Panel a: Variability of sea level anomaly (SLA) estimated using the interquartile range of the time series at each grid point estimated in this study (ML) and from the tide gauges (circles). Panel b compares the same statistics at the tide gauges (TG) with the closest grid point from ML and CMEMS products

5 Conclusions

This study has analysed the potential of using a data-driven approach to produce daily maps of SLAs starting from along-track observations from satellite altimeters. This approach allows for circumventing several hypotheses needed to characterise the covariance of the observations and their errors in the optimal interpolation. Building on the existing literature, we have tested a Random Forest Regression that uses statistics extracted from spatial and temporal neighbourhoods. By doing so, we have obtained 1 year of daily sea level maps that are on average 10% more correlated to the observations from tide gauge stations in the North Sea, compared to CMEMS data.
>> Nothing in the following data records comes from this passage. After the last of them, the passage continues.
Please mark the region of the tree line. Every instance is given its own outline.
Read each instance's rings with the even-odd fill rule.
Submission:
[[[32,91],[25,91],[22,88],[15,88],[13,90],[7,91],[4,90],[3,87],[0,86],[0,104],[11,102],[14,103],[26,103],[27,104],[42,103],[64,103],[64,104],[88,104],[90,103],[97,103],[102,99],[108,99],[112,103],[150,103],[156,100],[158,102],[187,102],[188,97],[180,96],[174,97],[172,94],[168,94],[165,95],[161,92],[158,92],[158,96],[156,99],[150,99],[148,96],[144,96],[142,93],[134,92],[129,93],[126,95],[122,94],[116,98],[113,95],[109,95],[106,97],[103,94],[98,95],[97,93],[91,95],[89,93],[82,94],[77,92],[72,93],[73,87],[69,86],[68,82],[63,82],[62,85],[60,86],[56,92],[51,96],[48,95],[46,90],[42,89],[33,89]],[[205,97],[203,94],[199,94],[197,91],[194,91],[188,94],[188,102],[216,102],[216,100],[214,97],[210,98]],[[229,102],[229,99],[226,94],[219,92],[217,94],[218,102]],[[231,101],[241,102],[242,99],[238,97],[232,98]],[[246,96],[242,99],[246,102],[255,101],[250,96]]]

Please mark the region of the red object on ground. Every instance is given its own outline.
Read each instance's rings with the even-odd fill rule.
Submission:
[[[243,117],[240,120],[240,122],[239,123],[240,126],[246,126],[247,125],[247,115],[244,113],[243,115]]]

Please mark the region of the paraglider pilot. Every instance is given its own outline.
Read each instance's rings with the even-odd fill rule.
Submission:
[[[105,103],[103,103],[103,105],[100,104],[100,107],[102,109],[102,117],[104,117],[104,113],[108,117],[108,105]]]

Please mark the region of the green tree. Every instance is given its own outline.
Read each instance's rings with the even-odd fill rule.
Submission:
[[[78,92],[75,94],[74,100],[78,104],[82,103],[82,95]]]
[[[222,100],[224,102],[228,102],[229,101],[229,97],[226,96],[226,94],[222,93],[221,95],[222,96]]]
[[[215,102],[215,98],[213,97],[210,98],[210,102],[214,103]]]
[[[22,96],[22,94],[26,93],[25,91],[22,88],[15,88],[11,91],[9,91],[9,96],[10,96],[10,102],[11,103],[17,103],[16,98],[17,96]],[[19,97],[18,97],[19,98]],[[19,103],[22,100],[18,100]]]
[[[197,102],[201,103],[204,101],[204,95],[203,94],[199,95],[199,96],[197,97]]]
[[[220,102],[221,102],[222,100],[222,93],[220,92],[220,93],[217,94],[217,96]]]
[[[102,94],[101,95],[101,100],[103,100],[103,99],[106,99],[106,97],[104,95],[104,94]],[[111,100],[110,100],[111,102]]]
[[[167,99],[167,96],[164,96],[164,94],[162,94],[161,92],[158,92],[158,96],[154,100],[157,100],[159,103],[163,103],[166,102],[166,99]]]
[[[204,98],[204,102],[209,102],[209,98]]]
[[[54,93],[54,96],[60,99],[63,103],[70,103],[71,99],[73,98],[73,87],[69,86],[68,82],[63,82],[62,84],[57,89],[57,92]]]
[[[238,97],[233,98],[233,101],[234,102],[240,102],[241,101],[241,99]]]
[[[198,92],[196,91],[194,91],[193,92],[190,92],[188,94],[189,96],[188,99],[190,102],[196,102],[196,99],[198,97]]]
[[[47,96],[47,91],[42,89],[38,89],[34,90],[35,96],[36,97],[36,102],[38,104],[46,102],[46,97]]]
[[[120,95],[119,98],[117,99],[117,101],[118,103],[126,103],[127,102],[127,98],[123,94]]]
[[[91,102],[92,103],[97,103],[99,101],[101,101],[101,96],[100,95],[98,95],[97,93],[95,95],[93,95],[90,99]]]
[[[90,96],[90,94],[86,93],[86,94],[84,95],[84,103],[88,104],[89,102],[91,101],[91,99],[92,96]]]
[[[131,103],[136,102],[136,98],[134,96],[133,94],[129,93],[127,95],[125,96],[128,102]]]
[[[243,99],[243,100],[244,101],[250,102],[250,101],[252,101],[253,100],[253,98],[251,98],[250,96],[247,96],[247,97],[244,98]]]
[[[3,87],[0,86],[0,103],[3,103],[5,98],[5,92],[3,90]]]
We believe that the main heritage of this study is the idea that along-track SLA data can be used to train machine learning routines aimed at generating gridded maps. The latter appear less smoothed in space than their CMEMS counterpart and will therefore need further filtering to be used for the identification of mesoscale features such as eddies. Nevertheless, the method presented allows for a more realistic representation of the sea level variability, as verified by the comparison against coastal in situ data. Such comparison has been conducted using high-frequency tide gauges, which is in our opinion a much more realistic external validation than the use of monthly means, if the objective is to assess the capability of the altimetry constellation to observe sea level at short time scales.

Since this is an exploratory study, we have to acknowledge both potential and limitations. To speed up the experiments, we have chosen one single year of data (2004), in which four altimeters were in orbit, and a specific region (the North Sea). Extending this methodology to a longer time series will allow to perform coherence studies and distinguish therefore the performances at different time frequencies. We have used one single regressor, because clusters based on time and geographical locations of the observations were part of the predictors. Nevertheless, the feasibility of this choice will need to be assessed for studies involving more years and a wider area, also in terms of computing time.

The validation against tide gauges shows the strong potential of machine learning to improve the characterisation of coastal sea level at a time in which the altimetry community has recognised the possibilities to improve the quality of sea level data close to the coast (Benveniste et al. 2020). We expect therefore further improvements by using SLAs whose estimation is optimised for the coastal zone (Passaro et al. 2021; Birol et al. 2021), which will nevertheless require significant post-processing of the along-track data, in order not to decrease the quality of the training dataset.